Le patriarche maronite, célébrant l’office hier à Bkerké, hier. Photo Ani
Le patriarche maronite, Mgr Béchara Raï, a déploré hier l'incapacité du pouvoir et des politiques en général à œuvrer en faveur de l'unité du peuple, appelant la société civile à prendre la relève dans cette mission.
Citant le pape François au cours de son homélie dominicale hier à Bkerké, Mgr Raï a estimé qu'il était du devoir de la communauté politique et du pouvoir public d'œuvrer pour la solidarité et l'unité du peuple, de sorte que ce dernier se caractérise par son allégeance à l'État et à la patrie – ainsi que pour le bien commun.
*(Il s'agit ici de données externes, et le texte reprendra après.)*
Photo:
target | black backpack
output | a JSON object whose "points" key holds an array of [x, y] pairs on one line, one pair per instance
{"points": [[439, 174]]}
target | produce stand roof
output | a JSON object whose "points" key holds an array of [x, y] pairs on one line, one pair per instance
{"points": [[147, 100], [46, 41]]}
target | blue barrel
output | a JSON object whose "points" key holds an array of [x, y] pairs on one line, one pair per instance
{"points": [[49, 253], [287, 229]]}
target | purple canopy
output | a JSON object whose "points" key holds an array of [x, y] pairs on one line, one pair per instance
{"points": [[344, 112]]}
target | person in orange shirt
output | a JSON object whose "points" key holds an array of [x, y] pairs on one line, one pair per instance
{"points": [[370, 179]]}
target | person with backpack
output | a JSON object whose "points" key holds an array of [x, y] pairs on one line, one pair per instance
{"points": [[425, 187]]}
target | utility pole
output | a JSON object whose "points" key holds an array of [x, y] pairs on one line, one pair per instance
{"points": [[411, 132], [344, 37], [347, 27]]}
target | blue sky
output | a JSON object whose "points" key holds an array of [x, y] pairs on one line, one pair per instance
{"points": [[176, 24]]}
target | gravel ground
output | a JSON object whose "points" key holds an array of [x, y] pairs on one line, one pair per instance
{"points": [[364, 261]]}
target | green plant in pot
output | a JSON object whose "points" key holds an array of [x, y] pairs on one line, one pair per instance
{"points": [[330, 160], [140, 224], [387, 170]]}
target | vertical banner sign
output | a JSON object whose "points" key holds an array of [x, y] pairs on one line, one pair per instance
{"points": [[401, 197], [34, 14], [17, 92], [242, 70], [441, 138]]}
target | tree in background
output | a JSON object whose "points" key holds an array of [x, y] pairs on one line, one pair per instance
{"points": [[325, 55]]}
« Il est vraiment déplorable que la communauté politique et le pouvoir public au Liban n'aient pas créé un peuple uni dans son allégeance au Liban et aux institutions constitutionnelles. Au contraire, ils ont dispersé et divisé le peuple, dont l'allégeance va désormais aux personnes, pas à la patrie. Il est nécessaire que la société civile œuvre pour former ce peuple, en coordination avec les écoles et les universités, loin des divisions et des colorations politiques », a indiqué le patriarche, dans sa première homélie depuis son retour d'Australie.
« Le Liban ne peut pas perdurer dans cet état de dispersion en raison du jeu des politiques influents, aux dépens de l'État, des institutions et du peuple. Il est désormais nécessaire que la société civile prenne en main la question de l'unité et du progrès du peuple, ainsi que celle de la protection des composantes de la nation, par le biais de la culture, de l'éthique, et en s'engageant à former un peuple uni par la vérité, la liberté et l'allégeance à la patrie. Elle doit aussi aider à créer de nouveaux leaders qui puissent régner d'une manière bonne, juste et équitable pour tout le monde », a ajouté Mgr Raï.